Parallel RAM

Last updated

In computer science, a parallel random-access machine (parallel RAM or PRAM) is a shared-memory abstract machine. As its name indicates, the PRAM is intended as the parallel-computing analogy to the random-access machine (RAM) (not to be confused with random-access memory). In the same way that the RAM is used by sequential-algorithm designers to model algorithmic performance (such as time complexity), the PRAM is used by parallel-algorithm designers to model parallel algorithmic performance (such as time complexity, where the number of processors assumed is typically also stated). Similar to the way in which the RAM model neglects practical issues, such as access time to cache memory versus main memory, the PRAM model neglects such issues as synchronization and communication, but provides any (problem-size-dependent) number of processors. Algorithm cost, for instance, is estimated using two parameters O(time) and O(time × processor_number).

Contents

Read/write conflicts

Read/write conflicts, commonly termed interlocking in accessing the same shared memory location simultaneously are resolved by one of the following strategies:

  1. Exclusive read exclusive write (EREW)—every memory cell can be read or written to by only one processor at a time
  2. Concurrent read exclusive write (CREW)—multiple processors can read a memory cell but only one can write at a time
  3. Exclusive read concurrent write (ERCW)—never considered[ citation needed ]
  4. Concurrent read concurrent write (CRCW)—multiple processors can read and write. A CRCW PRAM is sometimes called a concurrent random-access machine. [1]

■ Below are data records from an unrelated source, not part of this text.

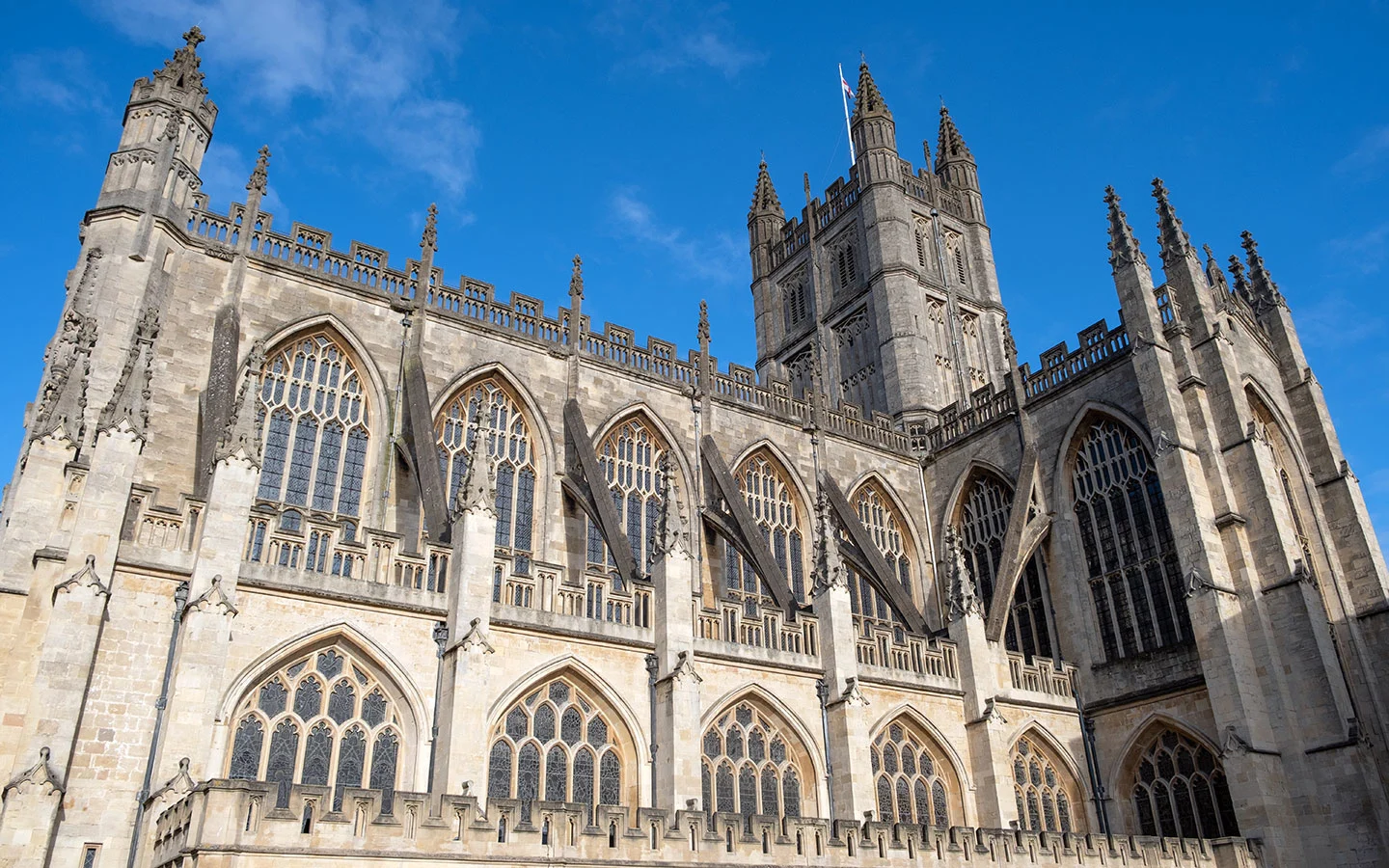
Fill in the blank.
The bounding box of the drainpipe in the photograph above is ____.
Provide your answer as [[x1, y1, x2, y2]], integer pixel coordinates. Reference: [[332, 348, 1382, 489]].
[[426, 621, 449, 793], [125, 582, 187, 868], [646, 654, 661, 808], [815, 678, 834, 816]]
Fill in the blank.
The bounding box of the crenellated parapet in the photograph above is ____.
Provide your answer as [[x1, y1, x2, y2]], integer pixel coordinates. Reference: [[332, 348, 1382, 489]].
[[151, 780, 1264, 868]]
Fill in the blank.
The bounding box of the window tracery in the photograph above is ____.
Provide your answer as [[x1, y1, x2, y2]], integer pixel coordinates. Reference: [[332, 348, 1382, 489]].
[[1132, 728, 1239, 837], [435, 376, 536, 566], [257, 331, 369, 515], [723, 450, 805, 607], [1013, 736, 1083, 832], [700, 700, 807, 818], [869, 719, 951, 827], [957, 474, 1054, 657], [487, 676, 625, 821], [1071, 418, 1192, 660], [227, 644, 403, 811]]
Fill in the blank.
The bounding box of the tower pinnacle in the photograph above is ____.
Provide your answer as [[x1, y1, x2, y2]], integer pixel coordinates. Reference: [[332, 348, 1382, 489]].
[[937, 103, 973, 173], [1104, 186, 1147, 271], [748, 160, 785, 220], [1239, 230, 1284, 313], [855, 61, 891, 121], [1153, 177, 1194, 268]]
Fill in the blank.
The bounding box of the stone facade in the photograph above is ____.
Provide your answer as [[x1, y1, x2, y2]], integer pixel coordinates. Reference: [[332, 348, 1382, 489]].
[[0, 28, 1389, 868]]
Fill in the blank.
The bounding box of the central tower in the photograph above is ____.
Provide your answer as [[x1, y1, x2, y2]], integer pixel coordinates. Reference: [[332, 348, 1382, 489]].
[[748, 63, 1008, 422]]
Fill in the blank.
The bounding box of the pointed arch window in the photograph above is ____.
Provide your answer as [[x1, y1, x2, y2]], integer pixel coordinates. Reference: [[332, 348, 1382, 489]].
[[723, 450, 805, 606], [1011, 736, 1085, 833], [1132, 728, 1239, 837], [700, 700, 808, 818], [256, 331, 369, 517], [869, 719, 959, 827], [487, 676, 635, 822], [435, 376, 536, 566], [587, 417, 668, 582], [956, 474, 1055, 657], [1071, 418, 1192, 660], [227, 646, 404, 811]]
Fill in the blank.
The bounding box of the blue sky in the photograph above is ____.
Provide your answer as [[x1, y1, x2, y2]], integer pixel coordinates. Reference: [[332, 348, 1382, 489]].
[[0, 0, 1389, 530]]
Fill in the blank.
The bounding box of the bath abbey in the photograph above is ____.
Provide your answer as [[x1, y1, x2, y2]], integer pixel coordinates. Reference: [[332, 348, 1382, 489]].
[[0, 28, 1389, 868]]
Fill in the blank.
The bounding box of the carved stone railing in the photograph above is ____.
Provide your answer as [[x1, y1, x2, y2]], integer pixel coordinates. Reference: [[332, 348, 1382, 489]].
[[694, 602, 820, 656], [1007, 651, 1076, 700], [150, 780, 1263, 868], [1020, 319, 1130, 400]]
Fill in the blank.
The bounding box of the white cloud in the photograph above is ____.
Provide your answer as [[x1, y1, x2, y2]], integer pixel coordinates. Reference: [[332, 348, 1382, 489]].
[[612, 187, 746, 284], [4, 48, 108, 113], [1332, 126, 1389, 174], [593, 0, 765, 79], [95, 0, 480, 197]]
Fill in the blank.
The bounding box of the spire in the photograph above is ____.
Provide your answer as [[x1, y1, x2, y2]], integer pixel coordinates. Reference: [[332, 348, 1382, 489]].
[[937, 103, 973, 173], [1104, 186, 1147, 272], [569, 255, 584, 301], [748, 160, 786, 220], [154, 25, 207, 93], [1239, 230, 1285, 313], [420, 203, 439, 258], [215, 340, 265, 467], [855, 61, 891, 121], [97, 304, 160, 440], [31, 309, 95, 448], [1153, 177, 1196, 269], [246, 145, 269, 196]]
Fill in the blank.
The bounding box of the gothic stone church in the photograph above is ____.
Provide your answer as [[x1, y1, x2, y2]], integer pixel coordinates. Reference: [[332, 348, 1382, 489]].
[[0, 28, 1389, 868]]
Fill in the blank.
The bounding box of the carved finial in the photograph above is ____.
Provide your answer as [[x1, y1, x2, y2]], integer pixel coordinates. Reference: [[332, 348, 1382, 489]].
[[944, 525, 984, 621], [1153, 177, 1194, 268], [246, 145, 269, 196], [1239, 230, 1284, 313], [855, 60, 891, 121], [420, 203, 439, 254], [97, 304, 160, 440], [937, 103, 973, 173], [748, 157, 785, 220], [1104, 186, 1147, 272], [452, 405, 498, 516], [569, 255, 584, 300], [215, 340, 265, 467]]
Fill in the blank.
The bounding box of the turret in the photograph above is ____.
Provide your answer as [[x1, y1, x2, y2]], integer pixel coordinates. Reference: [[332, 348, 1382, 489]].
[[849, 61, 902, 186], [97, 26, 217, 212]]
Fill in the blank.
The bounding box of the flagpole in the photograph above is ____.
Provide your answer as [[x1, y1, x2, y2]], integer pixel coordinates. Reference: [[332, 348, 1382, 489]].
[[839, 64, 858, 165]]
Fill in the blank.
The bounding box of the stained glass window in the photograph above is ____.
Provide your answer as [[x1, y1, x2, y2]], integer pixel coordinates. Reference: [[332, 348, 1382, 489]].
[[1013, 736, 1082, 833], [589, 418, 667, 572], [1071, 418, 1192, 660], [487, 678, 622, 804], [723, 450, 805, 603], [957, 474, 1053, 659], [257, 331, 367, 515], [1133, 729, 1239, 837], [869, 718, 953, 827], [435, 376, 536, 553], [703, 700, 800, 817], [228, 646, 400, 810]]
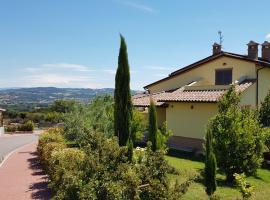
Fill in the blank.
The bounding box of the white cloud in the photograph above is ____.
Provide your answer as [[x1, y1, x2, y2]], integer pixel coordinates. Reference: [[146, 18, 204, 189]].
[[119, 0, 157, 13], [103, 69, 138, 75], [146, 65, 175, 71], [42, 63, 93, 72], [23, 74, 91, 86], [154, 73, 168, 78], [103, 69, 116, 74]]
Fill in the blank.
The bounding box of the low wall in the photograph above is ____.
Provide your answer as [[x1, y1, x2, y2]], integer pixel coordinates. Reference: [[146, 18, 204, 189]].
[[0, 127, 5, 135]]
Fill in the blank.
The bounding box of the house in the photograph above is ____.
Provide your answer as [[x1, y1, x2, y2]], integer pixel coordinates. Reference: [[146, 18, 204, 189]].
[[0, 108, 6, 135], [133, 41, 270, 151]]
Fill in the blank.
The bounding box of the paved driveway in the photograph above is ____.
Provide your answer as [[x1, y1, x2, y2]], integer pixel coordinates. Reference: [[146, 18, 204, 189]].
[[0, 132, 39, 163]]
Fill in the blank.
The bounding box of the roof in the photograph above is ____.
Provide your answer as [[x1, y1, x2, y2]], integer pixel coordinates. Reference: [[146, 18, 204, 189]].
[[158, 80, 254, 102], [144, 51, 270, 89], [132, 92, 165, 107], [133, 80, 255, 107]]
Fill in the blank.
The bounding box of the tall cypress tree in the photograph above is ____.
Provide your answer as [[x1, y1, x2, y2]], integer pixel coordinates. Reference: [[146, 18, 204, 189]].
[[204, 131, 217, 195], [148, 98, 158, 151], [114, 35, 132, 146]]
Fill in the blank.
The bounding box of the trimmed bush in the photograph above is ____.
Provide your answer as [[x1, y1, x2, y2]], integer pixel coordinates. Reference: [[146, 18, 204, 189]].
[[5, 125, 17, 132], [18, 120, 35, 131], [208, 87, 263, 182], [40, 142, 66, 174], [37, 128, 65, 168], [50, 148, 85, 199]]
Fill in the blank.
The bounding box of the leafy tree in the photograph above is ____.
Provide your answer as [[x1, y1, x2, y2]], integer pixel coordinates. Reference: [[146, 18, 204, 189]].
[[204, 128, 217, 195], [114, 35, 132, 146], [208, 86, 263, 181], [259, 90, 270, 126], [148, 98, 160, 151]]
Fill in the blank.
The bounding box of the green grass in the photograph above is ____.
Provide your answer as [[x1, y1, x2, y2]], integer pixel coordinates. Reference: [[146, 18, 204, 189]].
[[166, 156, 270, 200]]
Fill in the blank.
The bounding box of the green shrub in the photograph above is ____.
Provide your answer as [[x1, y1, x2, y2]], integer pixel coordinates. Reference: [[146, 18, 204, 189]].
[[259, 90, 270, 127], [18, 120, 35, 131], [50, 148, 85, 200], [5, 125, 17, 132], [40, 142, 66, 172], [234, 173, 254, 200], [208, 87, 263, 182], [204, 128, 217, 196], [263, 128, 270, 151], [37, 128, 64, 160]]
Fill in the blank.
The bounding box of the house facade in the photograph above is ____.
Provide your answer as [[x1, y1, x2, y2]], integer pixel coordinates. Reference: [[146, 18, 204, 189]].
[[133, 41, 270, 151], [0, 108, 5, 135]]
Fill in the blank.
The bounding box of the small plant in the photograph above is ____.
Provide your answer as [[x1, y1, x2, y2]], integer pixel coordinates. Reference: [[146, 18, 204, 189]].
[[5, 125, 17, 133], [233, 173, 254, 200], [18, 120, 35, 131], [204, 128, 217, 196]]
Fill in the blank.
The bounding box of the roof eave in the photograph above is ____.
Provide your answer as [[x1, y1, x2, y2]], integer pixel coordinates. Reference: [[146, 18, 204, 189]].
[[143, 51, 270, 90]]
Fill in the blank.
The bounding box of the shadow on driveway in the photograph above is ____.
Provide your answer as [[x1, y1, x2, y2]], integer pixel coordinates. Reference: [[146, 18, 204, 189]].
[[26, 152, 51, 200]]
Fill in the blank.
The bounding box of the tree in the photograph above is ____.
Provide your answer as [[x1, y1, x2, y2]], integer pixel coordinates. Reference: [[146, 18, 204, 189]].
[[259, 90, 270, 126], [208, 86, 263, 182], [204, 128, 217, 195], [127, 138, 133, 162], [148, 98, 159, 151], [114, 35, 132, 146]]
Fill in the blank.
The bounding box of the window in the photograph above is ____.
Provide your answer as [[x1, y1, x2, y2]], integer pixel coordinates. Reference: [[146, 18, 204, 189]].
[[216, 69, 232, 85]]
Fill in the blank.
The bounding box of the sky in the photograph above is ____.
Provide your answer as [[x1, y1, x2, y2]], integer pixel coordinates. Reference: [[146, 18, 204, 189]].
[[0, 0, 270, 90]]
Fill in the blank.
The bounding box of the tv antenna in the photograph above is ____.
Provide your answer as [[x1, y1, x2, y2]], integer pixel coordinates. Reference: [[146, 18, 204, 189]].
[[218, 31, 223, 46]]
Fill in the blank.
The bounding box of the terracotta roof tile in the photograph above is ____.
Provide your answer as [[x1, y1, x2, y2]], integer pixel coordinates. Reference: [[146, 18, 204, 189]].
[[132, 92, 165, 107], [133, 80, 255, 107], [158, 81, 254, 102]]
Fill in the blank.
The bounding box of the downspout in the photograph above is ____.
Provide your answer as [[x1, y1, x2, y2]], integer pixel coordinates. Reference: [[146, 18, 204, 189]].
[[256, 65, 264, 108]]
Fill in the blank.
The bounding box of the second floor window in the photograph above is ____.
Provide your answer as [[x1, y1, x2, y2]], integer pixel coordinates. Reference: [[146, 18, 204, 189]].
[[216, 69, 232, 85]]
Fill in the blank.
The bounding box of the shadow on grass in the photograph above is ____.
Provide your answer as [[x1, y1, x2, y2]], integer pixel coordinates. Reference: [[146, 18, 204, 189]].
[[27, 152, 51, 200], [167, 149, 204, 162]]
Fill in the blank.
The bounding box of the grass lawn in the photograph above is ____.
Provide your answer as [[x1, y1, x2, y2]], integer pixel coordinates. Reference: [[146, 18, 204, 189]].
[[166, 156, 270, 200]]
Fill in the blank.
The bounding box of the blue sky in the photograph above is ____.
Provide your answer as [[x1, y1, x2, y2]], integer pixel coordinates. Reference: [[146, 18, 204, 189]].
[[0, 0, 270, 90]]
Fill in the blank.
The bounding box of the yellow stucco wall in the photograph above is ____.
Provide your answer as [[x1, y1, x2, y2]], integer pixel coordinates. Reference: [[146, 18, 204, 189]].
[[166, 102, 218, 139], [156, 107, 166, 127], [240, 83, 257, 108], [258, 68, 270, 105], [148, 56, 256, 93]]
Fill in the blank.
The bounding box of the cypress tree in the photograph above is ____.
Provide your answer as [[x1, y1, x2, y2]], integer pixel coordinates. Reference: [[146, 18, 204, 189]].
[[204, 131, 217, 196], [148, 98, 158, 151], [114, 35, 132, 146], [127, 138, 133, 162]]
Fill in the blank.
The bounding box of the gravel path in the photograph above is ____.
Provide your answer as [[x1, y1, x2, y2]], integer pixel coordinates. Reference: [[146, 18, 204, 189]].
[[0, 143, 50, 200], [0, 132, 39, 163]]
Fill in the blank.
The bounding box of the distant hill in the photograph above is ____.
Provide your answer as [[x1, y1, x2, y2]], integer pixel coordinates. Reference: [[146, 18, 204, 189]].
[[0, 87, 119, 106]]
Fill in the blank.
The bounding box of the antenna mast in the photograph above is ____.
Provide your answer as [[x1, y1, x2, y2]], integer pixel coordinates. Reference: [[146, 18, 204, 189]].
[[218, 31, 223, 46]]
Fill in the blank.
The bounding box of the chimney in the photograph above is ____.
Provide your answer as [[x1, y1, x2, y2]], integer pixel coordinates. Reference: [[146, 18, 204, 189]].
[[213, 42, 221, 55], [247, 40, 259, 60], [262, 41, 270, 61]]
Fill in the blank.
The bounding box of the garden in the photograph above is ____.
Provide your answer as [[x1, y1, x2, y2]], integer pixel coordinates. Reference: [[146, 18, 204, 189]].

Here, E and C stand for 'exclusive' and 'concurrent' respectively. The read causes no discrepancies while the concurrent write is further defined as:

Common—all processors write the same value; otherwise is illegal
Arbitrary—only one arbitrary attempt is successful, others retire
Priority—processor rank indicates who gets to write
Another kind of array reduction operation like SUM, Logical AND or MAX.

Several simplifying assumptions are made while considering the development of algorithms for PRAM. They are:

  1. There is no limit on the number of processors in the machine.
  2. Any memory location is uniformly accessible from any processor.
  3. There is no limit on the amount of shared memory in the system.
  4. Resource contention is absent.
  5. The programs written on these machines are, in general, of type SIMD.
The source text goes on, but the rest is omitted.